2022 hatte ein Empirica-Gutachten ergeben, dass etwa 750 Wohnungen in Hannover dem Wohnungsmarkt entzogen sind, weil sie lukrativ als Kurzzeitapartments vermietet werden. Teile der Ratspolitik hielten das schon damals für deutlich zu niedrig gegriffen, das Dunkelfeld sei wesentlich höher. Illegal sind solche Vermietungen aber nicht, solange es keine Zweckentfremdungssatzungen gibt. Das soll sich jetzt ändern, wenn der Rat zustimmt.

■ Wird Untervermietung verboten? Nein. Jeder darf Wohnungen oder Zimmer weiterhin vermieten, wenn man selbst etwa wegen Auslandsaufenthalt nicht zuhause ist oder zu Messen oder Kirchentagen vermieten will.■ Was ist dann verboten? Was Wohnraum ist, darf nicht für insgesamt mehr als zwölf Wochen im Jahr tage- oder wochenweise als Ferienwohnung, Monteursunterkunft oder ähnlich vermietet werden. Es darf auch nicht zu mehr als 50 Prozent der Fläche gewerblich oder beruflich genutzt werden (etwa als Kanzlei, Praxis oder ähnlichem) oder so umgebaut werden, dass es fürs Wohnen nicht mehr nutzbar ist.■ Was ist mit Leerstand? Leerstand länger als sechs Monate ist verboten, außer bei besonderen Umständen wie Sanierung – die muss aber „nachweislich zügig“ erfolgen.■ Gibt es Ausnahmen? Ja, mehrere. Zum Beispiel liegt keine Zweckentfremdung vor, wenn Wohnraum bereits vor 2019 rechtmäßig zur Fremdbeherbergung genutzt wurde, wenn Wohnraum wegen eines Zweitwohnsitzes nicht ununterbrochen genutzt wird oder man nachweisen kann, dass man trotz Bemühungen keine Mieterinnen und Mieter findet.■ Genehmigung nötig: Wer Wohnraum anders nutzen will, darf nicht warten, bis die Stadt ihn erwischt, sondern muss von selbst einen Antrag auf Genehmigung stellen.
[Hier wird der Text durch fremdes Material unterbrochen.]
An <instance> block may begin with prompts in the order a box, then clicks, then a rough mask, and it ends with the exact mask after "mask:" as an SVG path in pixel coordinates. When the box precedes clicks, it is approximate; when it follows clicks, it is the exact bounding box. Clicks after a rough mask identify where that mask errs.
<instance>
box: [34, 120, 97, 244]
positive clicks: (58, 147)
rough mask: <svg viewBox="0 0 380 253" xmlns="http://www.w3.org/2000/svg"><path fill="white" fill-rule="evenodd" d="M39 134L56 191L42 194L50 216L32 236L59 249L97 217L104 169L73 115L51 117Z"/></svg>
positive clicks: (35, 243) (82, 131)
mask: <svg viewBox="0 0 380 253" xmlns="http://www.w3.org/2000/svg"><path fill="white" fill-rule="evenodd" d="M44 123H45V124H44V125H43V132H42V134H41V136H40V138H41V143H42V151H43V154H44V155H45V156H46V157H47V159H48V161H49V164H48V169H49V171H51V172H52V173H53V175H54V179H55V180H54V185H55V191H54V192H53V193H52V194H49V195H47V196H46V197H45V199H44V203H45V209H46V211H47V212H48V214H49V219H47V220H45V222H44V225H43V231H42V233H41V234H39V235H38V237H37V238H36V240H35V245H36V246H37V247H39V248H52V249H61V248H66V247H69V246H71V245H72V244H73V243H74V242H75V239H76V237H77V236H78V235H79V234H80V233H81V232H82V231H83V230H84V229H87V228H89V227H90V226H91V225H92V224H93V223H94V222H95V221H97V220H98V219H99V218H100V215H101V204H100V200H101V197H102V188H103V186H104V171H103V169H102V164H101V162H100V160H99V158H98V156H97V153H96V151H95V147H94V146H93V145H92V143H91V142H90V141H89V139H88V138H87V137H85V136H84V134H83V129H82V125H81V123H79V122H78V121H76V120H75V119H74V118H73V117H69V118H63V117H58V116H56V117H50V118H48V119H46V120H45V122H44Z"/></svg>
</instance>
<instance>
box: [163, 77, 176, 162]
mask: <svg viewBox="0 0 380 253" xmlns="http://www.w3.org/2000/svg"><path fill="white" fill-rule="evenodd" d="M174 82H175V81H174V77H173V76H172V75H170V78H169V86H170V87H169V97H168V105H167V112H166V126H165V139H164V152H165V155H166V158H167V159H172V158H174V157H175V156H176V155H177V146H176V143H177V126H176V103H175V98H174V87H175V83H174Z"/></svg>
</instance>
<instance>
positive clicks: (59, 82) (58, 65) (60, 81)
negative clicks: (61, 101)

Die Stadt kann zustimmen, wenn es sinnvolle Gründe gibt – etwa wenn eine Wohnung besonders gut als Standort einer Arztpraxis geeignet ist. In Einzelfällen soll es Möglichkeiten geben, Ersatzwohnraum zu stellen oder Ausgleichszahlungen zu leisten.■ Vollzug sofort: Wenn Zweckentfremdung nicht gestattet wird, ist die Wohnung sofort wieder als Wohnraum zu nutzen. Man kann dagegen zwar Anfechtungsklage einreichen, die soll laut Satzung aber keine aufschiebende Wirkung haben.■ Betretungsrecht: Immobilieneigentümer und -besitzer, Verwalter und Vermittler müssen laut Satzungsentwurf Auskunft geben. Bei Verdacht auf Missbrauch fordert die Stadt Betretungsrecht.■ Bußgeld: Die Verfahrenskosten, wenn jemand eine Genehmigung zur Zweckentfremdung beantragt, stehen noch nicht fest. Bei Verstoß aber behält sich die Stadt vor, ein Bußgeld zu verhängen. Das kann bis zu 100.000 Euro betragen, muss aber angemessen sein und wird daher in der Regel deutlich darunter liegen.■ Wer soll kontrollieren? Zur Umsetzung will die Stadt drei Beschäftigte einstellen, die Genehmigungen erteilen und die Einhaltung der Regeln überwachen. Bruttokosten für den Arbeitgeber im Jahr: 270.000 Euro.

Die Satzung soll für zunächst fünf Jahre gelten. Rechtsgrundlage ist die Einstufung Hannovers durch das Land Niedersachsen als Gebiet mit angespanntem Wohnungsmarkt. Wenn der Rat keine Änderungswünsche hat, könnte die Satzung im Sommer in Kraft treten.